L’effetto che ha la concentrazione di stranieri in città è però molto evidente e i numeri del nostro esperimento sociale lo confermano. Chi vive in città o nelle zone limitrofe ha una percezione più elevata del numero di stranieri residenti rispetto a chi vive in zone più rurali, questo forse anche perché il centro città è caratterizzato dalla tanto temuta presenza di cittadini non regolari, tema che anche i nostri politici locali rivangano da anni. Questo aspetto ce lo conferma Aurora, una delle nostre giovani intervistate: «quando esco in città ad impatto visivo mi sembra ci siano più stranieri che italiani. Penso, ad esempio a piazza Dante e a chi ci “lavora” o penso a determinati posti dove c’è un concentramento di stranieri, tipo il T8, –una discoteca a nord della città– che non è tipicamente frequentata da italiani». Ma è così importante a livello numerico questa fetta di popolazione?

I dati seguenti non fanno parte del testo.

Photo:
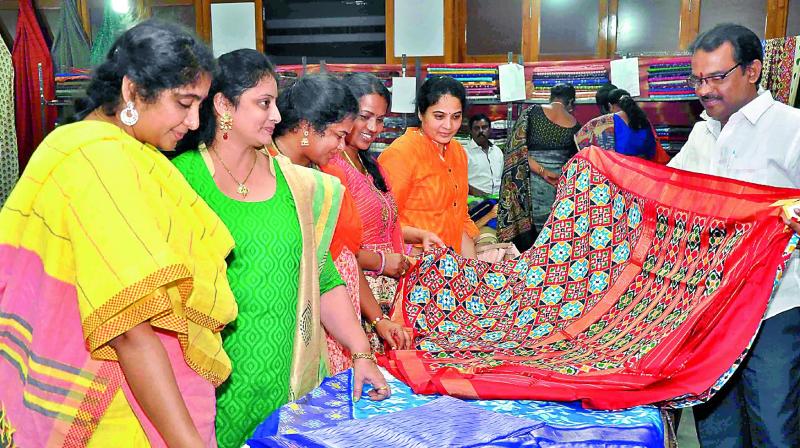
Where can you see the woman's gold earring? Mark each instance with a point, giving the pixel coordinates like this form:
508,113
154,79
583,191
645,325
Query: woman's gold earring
304,141
225,124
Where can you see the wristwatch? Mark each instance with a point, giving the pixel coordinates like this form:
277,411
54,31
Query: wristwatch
369,356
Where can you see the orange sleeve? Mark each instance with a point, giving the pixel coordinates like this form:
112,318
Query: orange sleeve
469,225
348,230
398,167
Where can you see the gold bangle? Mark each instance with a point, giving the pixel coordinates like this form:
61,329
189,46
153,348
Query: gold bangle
369,356
374,322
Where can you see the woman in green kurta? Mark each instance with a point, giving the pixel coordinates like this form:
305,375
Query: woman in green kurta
282,218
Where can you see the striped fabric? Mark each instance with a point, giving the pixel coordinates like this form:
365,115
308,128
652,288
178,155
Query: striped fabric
101,234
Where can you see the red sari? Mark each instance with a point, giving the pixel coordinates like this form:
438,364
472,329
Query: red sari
30,50
647,285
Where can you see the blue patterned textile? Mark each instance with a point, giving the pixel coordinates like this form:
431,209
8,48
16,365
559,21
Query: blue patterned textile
328,417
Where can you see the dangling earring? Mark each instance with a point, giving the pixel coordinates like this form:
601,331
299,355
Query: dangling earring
225,124
129,116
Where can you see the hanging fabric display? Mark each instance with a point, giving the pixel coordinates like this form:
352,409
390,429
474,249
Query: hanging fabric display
646,285
71,46
30,50
114,24
779,61
9,163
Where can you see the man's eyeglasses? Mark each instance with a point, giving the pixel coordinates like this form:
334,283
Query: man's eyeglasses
695,81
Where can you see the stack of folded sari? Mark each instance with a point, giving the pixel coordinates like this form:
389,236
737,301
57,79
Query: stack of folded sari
586,78
672,138
668,79
479,80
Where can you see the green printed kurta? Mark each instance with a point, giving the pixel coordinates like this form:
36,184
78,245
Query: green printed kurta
263,272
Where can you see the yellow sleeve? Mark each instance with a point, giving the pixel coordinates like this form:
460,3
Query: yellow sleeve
125,270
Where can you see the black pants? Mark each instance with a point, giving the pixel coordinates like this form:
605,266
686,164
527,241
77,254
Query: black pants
759,405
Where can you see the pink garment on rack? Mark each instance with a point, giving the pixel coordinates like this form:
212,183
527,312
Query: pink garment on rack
30,50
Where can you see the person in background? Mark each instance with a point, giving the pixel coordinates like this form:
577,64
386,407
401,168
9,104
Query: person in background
485,159
382,252
281,216
105,288
427,169
540,144
601,98
747,135
625,130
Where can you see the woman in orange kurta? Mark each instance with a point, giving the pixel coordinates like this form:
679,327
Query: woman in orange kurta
427,169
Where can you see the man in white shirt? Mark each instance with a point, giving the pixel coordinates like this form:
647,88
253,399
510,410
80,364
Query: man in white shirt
746,135
485,159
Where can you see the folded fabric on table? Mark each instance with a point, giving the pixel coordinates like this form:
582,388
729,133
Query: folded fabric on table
646,285
328,417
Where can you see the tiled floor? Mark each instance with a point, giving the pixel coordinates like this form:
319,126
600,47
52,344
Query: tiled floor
687,437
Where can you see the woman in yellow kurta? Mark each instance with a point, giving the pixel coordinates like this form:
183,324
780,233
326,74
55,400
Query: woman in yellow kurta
112,270
427,169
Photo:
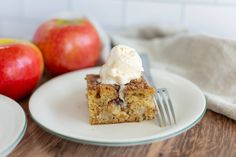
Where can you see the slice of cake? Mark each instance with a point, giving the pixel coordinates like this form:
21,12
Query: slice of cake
120,93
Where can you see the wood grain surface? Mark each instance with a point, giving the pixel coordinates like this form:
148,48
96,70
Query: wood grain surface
213,136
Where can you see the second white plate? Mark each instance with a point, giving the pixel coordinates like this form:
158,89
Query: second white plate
60,107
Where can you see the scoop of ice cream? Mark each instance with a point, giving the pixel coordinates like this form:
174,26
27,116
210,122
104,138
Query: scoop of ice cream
123,64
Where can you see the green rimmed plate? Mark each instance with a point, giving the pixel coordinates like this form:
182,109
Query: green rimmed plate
60,107
13,124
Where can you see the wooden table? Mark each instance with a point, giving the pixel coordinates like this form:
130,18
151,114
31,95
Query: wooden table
213,136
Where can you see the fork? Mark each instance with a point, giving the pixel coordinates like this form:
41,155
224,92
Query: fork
161,97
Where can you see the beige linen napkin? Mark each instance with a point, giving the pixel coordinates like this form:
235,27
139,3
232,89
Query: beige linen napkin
208,61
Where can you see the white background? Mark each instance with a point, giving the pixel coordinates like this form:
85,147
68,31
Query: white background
20,18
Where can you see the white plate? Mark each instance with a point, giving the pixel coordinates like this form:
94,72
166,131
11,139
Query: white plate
12,124
60,107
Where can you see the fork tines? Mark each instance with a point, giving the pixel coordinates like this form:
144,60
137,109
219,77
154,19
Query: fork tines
165,107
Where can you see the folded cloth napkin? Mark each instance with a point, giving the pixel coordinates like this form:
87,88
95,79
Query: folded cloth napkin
208,61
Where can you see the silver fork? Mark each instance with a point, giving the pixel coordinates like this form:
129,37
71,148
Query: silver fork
161,97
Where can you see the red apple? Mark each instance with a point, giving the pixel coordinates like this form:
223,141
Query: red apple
68,45
21,67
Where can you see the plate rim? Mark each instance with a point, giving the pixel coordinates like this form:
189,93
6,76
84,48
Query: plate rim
17,140
120,143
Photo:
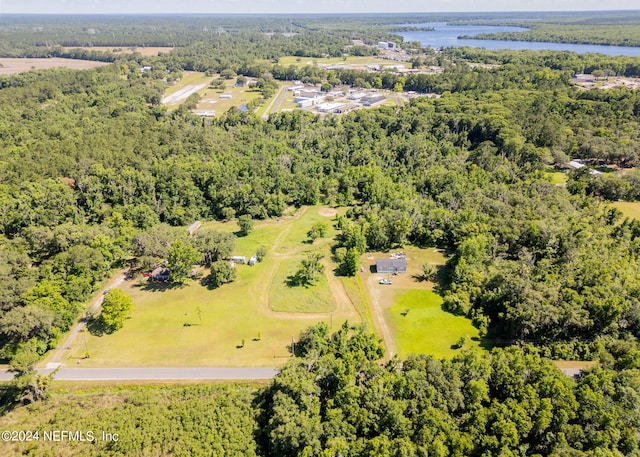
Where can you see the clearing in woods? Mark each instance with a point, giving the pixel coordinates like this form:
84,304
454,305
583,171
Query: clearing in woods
195,326
629,209
408,314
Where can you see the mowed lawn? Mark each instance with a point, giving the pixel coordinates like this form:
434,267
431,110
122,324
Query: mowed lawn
311,298
211,100
557,177
350,60
421,326
195,326
629,209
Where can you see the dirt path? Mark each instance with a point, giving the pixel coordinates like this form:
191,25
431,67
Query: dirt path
55,359
262,288
343,302
275,103
377,312
182,94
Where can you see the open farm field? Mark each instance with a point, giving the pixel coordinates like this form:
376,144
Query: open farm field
229,326
407,313
629,209
421,326
557,177
144,51
10,66
191,83
216,102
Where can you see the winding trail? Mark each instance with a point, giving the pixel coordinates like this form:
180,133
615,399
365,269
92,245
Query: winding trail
379,320
55,359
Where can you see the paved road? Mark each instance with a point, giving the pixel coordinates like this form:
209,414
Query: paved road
56,357
154,374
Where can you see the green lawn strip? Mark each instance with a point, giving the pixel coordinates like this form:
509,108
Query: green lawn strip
355,291
239,96
313,298
350,60
421,326
629,209
190,79
156,334
556,177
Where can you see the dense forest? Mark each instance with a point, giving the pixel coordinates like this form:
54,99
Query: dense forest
90,158
613,28
96,174
335,398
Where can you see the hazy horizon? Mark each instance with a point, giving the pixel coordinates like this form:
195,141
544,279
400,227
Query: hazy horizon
264,7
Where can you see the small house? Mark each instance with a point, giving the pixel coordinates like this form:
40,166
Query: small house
193,227
373,100
391,266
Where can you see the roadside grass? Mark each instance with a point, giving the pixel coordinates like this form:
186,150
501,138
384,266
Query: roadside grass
229,326
629,209
312,298
556,177
421,326
350,60
211,100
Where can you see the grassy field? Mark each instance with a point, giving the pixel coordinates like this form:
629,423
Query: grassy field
556,177
196,326
144,51
10,66
421,326
351,60
425,328
314,298
211,101
190,83
629,209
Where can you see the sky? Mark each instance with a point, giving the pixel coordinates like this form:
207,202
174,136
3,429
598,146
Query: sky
302,6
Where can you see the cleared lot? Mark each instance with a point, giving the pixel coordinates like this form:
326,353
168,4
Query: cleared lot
12,66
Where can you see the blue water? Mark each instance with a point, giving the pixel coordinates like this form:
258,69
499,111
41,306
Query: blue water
447,36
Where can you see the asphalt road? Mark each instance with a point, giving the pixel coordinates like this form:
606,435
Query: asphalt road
132,374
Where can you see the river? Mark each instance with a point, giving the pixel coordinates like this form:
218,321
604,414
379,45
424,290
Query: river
446,35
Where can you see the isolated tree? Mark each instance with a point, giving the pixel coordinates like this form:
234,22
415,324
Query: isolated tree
318,230
116,307
349,265
221,273
182,258
213,245
245,223
30,386
429,272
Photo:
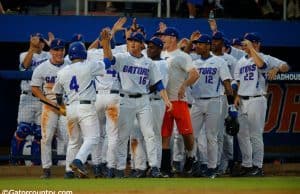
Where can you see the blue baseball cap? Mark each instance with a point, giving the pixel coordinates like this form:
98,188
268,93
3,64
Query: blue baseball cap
204,38
171,31
218,35
77,37
57,43
252,37
226,43
137,36
156,41
40,35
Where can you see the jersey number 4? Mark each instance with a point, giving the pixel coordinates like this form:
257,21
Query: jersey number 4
73,84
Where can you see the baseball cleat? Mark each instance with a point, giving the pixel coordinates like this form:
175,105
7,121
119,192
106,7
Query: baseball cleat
69,175
79,169
188,164
155,173
256,171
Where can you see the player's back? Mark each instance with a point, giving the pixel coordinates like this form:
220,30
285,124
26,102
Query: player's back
212,71
179,64
252,81
78,80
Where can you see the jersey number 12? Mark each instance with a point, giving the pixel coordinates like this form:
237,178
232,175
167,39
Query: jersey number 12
73,84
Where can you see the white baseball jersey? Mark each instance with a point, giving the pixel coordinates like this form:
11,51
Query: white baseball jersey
136,74
252,111
45,76
37,59
77,80
212,71
179,64
252,80
163,69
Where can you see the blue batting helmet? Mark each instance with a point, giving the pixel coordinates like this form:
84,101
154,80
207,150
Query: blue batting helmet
77,50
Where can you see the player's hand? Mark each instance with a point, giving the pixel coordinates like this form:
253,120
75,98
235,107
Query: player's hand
248,44
105,37
50,38
162,27
169,105
181,92
237,101
232,111
272,73
34,43
119,25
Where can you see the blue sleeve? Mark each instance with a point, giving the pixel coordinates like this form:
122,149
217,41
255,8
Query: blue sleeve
264,66
159,86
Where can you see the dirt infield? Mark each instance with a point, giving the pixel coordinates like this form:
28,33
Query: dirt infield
225,185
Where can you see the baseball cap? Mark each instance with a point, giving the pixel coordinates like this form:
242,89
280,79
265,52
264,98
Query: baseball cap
226,43
77,37
204,38
137,36
252,36
156,41
218,35
171,31
236,41
57,43
41,36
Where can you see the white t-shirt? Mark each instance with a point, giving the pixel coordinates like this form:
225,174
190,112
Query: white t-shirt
179,65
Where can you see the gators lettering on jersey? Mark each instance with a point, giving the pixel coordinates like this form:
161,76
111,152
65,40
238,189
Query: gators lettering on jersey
136,74
212,71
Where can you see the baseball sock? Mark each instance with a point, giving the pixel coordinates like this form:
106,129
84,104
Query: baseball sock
166,160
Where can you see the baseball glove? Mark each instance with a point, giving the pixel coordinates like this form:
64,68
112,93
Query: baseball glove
232,126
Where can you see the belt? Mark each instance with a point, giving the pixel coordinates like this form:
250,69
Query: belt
249,97
206,98
24,92
107,92
132,95
155,98
85,102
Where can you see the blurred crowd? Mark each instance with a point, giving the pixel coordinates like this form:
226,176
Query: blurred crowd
251,9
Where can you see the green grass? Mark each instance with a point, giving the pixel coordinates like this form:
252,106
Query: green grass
179,185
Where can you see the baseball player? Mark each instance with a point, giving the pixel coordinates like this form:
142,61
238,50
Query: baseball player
206,108
77,81
252,106
42,81
29,107
136,74
155,46
181,75
225,141
235,52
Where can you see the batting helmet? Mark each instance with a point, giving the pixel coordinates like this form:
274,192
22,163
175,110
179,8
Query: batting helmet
77,50
232,126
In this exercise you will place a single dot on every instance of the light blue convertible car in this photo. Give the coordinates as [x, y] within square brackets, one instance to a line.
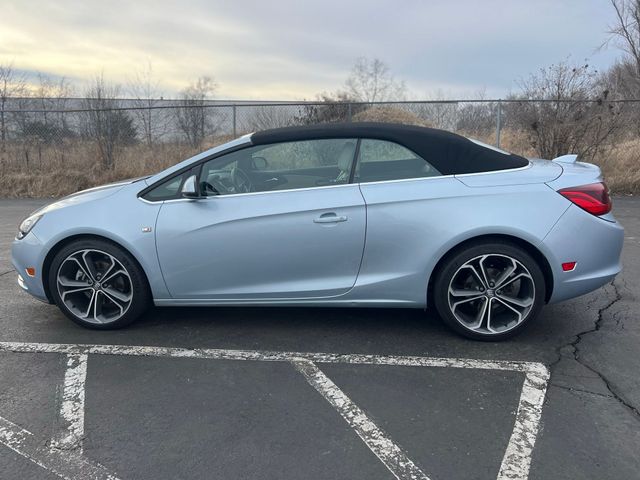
[353, 215]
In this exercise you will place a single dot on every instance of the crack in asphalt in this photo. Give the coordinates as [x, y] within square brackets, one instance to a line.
[581, 390]
[574, 345]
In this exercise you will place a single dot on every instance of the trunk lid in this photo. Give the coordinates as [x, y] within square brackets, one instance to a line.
[538, 171]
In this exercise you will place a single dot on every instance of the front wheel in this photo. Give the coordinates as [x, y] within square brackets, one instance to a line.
[489, 291]
[98, 284]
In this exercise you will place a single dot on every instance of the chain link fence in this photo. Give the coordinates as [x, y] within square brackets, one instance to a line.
[113, 138]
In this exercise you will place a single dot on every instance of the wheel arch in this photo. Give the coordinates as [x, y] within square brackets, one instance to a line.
[527, 246]
[48, 260]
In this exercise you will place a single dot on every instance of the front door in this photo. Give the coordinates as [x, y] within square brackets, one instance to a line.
[278, 222]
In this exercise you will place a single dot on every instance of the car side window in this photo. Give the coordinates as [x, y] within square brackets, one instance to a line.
[381, 160]
[280, 166]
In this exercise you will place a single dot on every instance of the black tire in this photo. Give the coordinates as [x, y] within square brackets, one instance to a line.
[138, 285]
[489, 252]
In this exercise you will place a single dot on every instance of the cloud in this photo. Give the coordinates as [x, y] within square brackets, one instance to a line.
[291, 50]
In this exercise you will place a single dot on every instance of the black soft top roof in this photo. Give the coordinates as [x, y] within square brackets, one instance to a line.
[448, 152]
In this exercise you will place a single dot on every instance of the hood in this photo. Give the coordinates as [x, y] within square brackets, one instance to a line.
[87, 195]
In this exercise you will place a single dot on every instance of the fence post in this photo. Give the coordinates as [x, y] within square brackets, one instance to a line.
[235, 134]
[498, 123]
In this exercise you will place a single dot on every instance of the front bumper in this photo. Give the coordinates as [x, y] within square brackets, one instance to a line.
[29, 252]
[593, 243]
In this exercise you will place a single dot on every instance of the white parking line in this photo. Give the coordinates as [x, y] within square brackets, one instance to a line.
[377, 440]
[517, 458]
[71, 415]
[66, 464]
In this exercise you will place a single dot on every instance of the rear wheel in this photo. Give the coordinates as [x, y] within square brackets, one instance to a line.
[489, 291]
[98, 285]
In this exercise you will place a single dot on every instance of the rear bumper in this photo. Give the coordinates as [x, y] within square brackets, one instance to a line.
[593, 243]
[29, 252]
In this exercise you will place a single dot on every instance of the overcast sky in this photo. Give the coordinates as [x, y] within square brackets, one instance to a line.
[293, 49]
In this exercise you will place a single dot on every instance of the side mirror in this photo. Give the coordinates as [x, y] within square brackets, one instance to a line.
[190, 188]
[259, 163]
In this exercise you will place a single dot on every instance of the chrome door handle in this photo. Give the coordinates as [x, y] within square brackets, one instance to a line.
[330, 218]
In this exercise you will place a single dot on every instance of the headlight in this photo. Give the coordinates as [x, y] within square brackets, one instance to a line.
[28, 224]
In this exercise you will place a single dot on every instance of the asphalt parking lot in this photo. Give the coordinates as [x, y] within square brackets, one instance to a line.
[266, 393]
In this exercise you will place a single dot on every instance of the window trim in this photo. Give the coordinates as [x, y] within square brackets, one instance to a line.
[440, 175]
[196, 168]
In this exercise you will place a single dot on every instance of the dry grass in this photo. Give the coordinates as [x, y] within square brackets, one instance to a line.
[390, 115]
[58, 171]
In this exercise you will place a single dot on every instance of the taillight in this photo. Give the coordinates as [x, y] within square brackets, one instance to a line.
[594, 197]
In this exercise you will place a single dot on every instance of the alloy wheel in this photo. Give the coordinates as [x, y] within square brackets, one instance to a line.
[491, 294]
[94, 286]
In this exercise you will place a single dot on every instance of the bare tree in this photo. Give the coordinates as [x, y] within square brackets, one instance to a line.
[109, 127]
[371, 80]
[574, 115]
[626, 29]
[12, 84]
[192, 117]
[144, 89]
[48, 125]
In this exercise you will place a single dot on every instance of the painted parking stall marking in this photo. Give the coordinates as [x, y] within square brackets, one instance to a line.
[65, 458]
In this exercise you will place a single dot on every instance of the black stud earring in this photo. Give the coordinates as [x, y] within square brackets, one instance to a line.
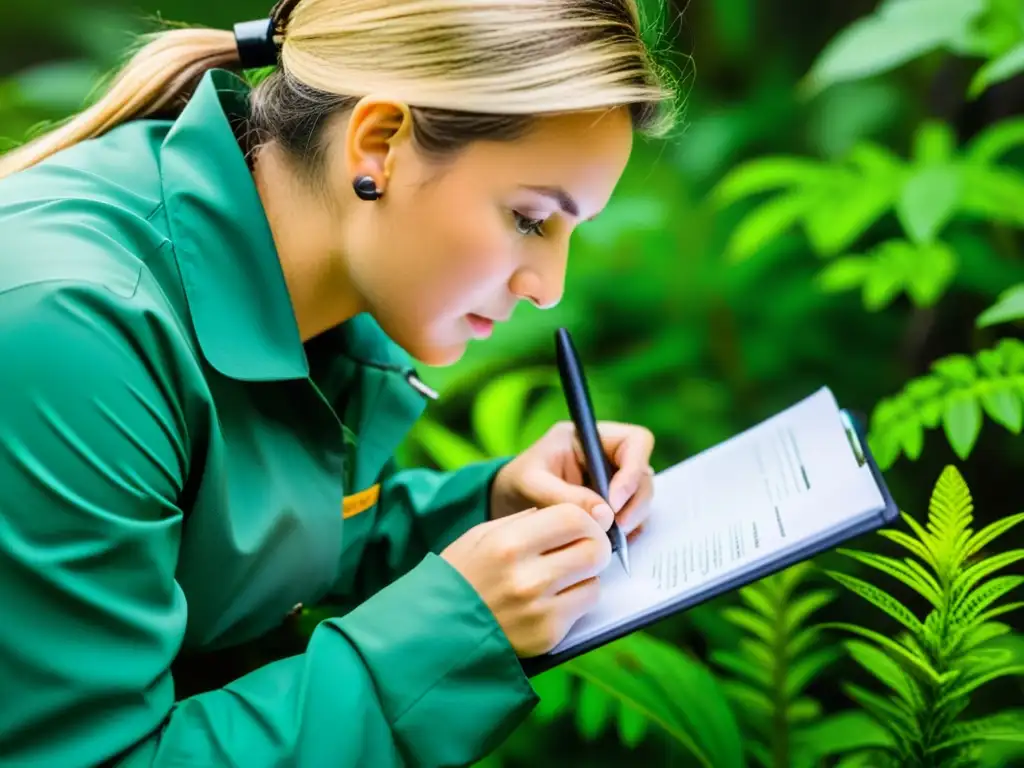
[366, 188]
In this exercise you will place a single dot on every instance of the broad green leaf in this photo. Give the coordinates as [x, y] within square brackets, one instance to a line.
[962, 422]
[845, 273]
[594, 711]
[880, 599]
[1008, 307]
[765, 223]
[446, 449]
[632, 726]
[554, 688]
[928, 201]
[935, 270]
[995, 141]
[767, 174]
[498, 411]
[1004, 68]
[934, 143]
[895, 34]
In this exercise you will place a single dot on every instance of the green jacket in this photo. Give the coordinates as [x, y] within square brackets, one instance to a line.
[174, 466]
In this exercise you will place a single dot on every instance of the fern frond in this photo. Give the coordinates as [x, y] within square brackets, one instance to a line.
[804, 671]
[880, 599]
[893, 713]
[991, 531]
[923, 583]
[974, 603]
[751, 622]
[953, 394]
[921, 666]
[886, 670]
[972, 576]
[801, 608]
[909, 543]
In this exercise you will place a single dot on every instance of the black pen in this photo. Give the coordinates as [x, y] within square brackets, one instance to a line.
[578, 397]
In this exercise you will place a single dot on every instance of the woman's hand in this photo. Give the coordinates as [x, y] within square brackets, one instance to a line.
[550, 472]
[537, 570]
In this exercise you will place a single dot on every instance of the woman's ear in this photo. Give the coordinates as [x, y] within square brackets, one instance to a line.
[376, 129]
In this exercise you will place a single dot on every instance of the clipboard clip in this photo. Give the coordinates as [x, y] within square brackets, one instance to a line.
[853, 437]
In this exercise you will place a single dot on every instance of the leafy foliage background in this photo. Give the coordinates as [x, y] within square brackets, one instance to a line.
[844, 207]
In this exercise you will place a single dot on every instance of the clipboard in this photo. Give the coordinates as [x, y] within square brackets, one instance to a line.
[853, 423]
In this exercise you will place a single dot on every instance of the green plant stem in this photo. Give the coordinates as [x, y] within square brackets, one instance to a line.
[780, 728]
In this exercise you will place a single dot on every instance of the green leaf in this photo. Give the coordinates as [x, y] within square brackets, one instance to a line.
[662, 682]
[892, 712]
[766, 174]
[446, 449]
[1008, 307]
[554, 689]
[734, 663]
[886, 670]
[895, 34]
[632, 726]
[927, 587]
[765, 223]
[995, 141]
[968, 579]
[842, 732]
[845, 273]
[498, 411]
[974, 603]
[928, 201]
[804, 671]
[916, 664]
[1004, 407]
[594, 711]
[1006, 726]
[999, 69]
[880, 599]
[992, 531]
[750, 622]
[962, 422]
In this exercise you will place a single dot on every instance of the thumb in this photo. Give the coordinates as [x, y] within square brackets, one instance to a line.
[548, 489]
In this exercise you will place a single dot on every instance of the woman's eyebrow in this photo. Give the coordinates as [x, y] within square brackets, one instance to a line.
[557, 194]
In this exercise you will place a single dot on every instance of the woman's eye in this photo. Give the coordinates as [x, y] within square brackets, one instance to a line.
[525, 225]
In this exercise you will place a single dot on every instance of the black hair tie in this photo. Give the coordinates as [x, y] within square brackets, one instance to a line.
[255, 43]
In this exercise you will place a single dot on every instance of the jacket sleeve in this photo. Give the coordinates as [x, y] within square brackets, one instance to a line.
[94, 451]
[421, 511]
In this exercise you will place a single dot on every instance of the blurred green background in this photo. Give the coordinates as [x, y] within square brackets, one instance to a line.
[843, 203]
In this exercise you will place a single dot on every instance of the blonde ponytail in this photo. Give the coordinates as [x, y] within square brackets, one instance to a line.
[159, 77]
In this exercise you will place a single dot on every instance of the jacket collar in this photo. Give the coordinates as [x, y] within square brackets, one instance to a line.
[237, 295]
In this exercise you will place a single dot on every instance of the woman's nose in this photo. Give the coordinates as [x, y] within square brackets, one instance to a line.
[543, 287]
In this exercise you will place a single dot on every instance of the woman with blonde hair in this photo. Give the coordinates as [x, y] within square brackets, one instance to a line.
[211, 298]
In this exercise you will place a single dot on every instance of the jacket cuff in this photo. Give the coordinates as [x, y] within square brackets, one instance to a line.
[449, 681]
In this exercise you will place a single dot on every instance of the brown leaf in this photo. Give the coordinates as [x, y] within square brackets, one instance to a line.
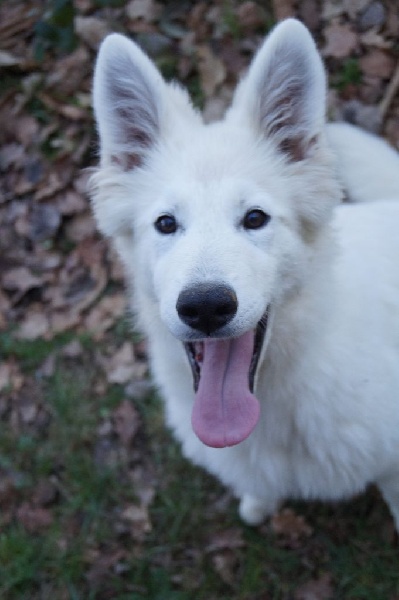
[316, 589]
[354, 7]
[71, 203]
[287, 524]
[283, 9]
[73, 350]
[20, 280]
[341, 40]
[250, 15]
[81, 227]
[10, 376]
[377, 63]
[105, 313]
[34, 519]
[126, 422]
[225, 564]
[91, 30]
[45, 493]
[138, 519]
[228, 538]
[212, 70]
[34, 325]
[121, 367]
[148, 10]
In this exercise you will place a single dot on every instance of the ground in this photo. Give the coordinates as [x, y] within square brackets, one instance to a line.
[96, 501]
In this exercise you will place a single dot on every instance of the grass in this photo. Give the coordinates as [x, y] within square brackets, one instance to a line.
[74, 557]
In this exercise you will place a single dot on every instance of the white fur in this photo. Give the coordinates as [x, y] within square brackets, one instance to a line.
[328, 378]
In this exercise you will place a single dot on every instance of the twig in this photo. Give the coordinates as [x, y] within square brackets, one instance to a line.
[389, 94]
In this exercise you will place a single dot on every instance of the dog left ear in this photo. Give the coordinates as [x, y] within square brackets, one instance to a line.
[285, 90]
[127, 99]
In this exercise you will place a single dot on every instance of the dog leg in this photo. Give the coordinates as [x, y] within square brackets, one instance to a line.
[253, 510]
[389, 487]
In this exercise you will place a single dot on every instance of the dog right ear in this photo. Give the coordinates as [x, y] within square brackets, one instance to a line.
[284, 93]
[127, 99]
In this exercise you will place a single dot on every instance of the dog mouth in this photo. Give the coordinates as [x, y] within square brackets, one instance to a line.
[225, 409]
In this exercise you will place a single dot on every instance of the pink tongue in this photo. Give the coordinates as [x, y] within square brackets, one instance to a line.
[225, 412]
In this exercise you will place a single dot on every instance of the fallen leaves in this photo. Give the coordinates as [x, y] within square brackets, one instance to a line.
[341, 40]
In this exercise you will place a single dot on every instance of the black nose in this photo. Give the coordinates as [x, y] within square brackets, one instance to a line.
[207, 306]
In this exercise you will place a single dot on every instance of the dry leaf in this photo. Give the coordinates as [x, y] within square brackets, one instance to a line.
[377, 63]
[91, 30]
[341, 41]
[34, 519]
[35, 325]
[316, 589]
[20, 280]
[212, 70]
[354, 7]
[105, 313]
[226, 565]
[250, 15]
[121, 367]
[283, 9]
[286, 523]
[139, 520]
[228, 538]
[126, 422]
[148, 10]
[332, 9]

«Questo si chiama “effetto visibilità” – spiega Sciortino – Non vediamo la gente che richiede mutui, che compera casa e che sono migliaia ma ci soffermiamo su quelli che stanno in Piazza Dante, che sono numericamente inferiori di molto ma paradossalmente danno più nell’occhio. È lo straordinario che ci attira».
Sull’aspetto dei media come divulgatori di informazioni mirate a incanalare la visione del pubblico in una direzione piuttosto che in un’altra, le teorie della sociologia sono contrastanti. «Le ricerche –afferma il professore–sono molto divise a riguardo. A molti piace l’idea dei media come fomentatori d’odio ma, in realtà, i telespettatori, perché parliamo di televisione come principale mass media, a mio avviso, sono più scafati di quanto non sembri. Altri sostengono il contrario, ovvero, che siano proprio i giornalisti a seguire l’interesse pubblico parlando di quello che piace e che viene maggiormente ascoltato. In fin dei conti, la diffusione di questo tipo di notizie è un dato piuttosto costante, sale nei momenti di campagna elettorale ma non ritengo abbia un impatto particolarmente significativo sulla percezione degli stranieri».